NASA satellite of the Explorer program

The Extreme Ultraviolet Explorer (EUVE or Explorer 67) was a NASA space telescope for ultraviolet astronomy. EUVE was a part of NASA's Explorer spacecraft series. Launched on 7 June 1992 with instruments for ultraviolet (UV) radiation between wavelengths of 7 and 76 nm (equivalent to 0.016–0.163 keV in energy), the EUVE was the first satellite mission especially for the short-wave ultraviolet range. The satellite compiled an all-sky survey of 801 astronomical targets before being decommissioned on 31 January 2001.

== Mission ==
The Extreme-Ultraviolet Explorer (EUVE) was a spinning spacecraft designed to rotate about the Earth/Sun line. EUVE was a part of NASA's Explorer spacecraft series and designed to operate in the extreme ultraviolet (EUV) range of the spectrum, from 70 to 760 Ångström (Å). This spacecraft's objective was to carry out a full-sky survey, and subsequently, a deep survey and pointed observations. Science objectives included discovering and studying UV sources radiating in this spectral region, and analyzing effects of the interstellar medium on the radiation from these sources. The proposal for the craft originated with the Space Astrophysics Group at the University of California Berkeley who had previously been involved with the EUV telescope on the Apollo element of the Apollo–Soyuz mission.

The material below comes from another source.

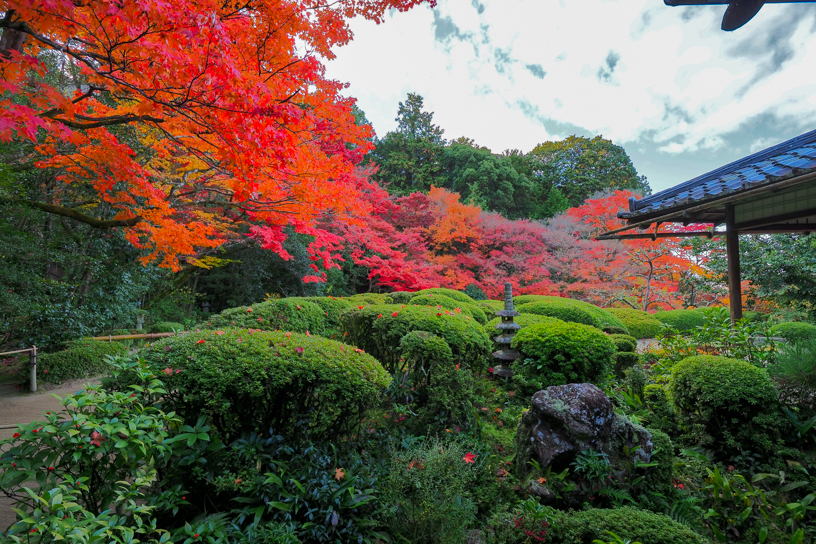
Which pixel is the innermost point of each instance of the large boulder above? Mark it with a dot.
(567, 419)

The full-sky survey was accomplished by three Wolter-Schwarzschild grazing-incidence telescopes. During the sky survey, the satellite was spun three times per orbit to image a 2° wide band of sky in each of four EUV passbands. The deep survey was accomplished with a fourth Wolter-Schwarzschild grazing-incidence telescope, within a 2 × 180° region of sky. This telescope was also used for three-EUV bandpass spectroscopy of individual sources, providing ~ 1–2 Å resolution spectra.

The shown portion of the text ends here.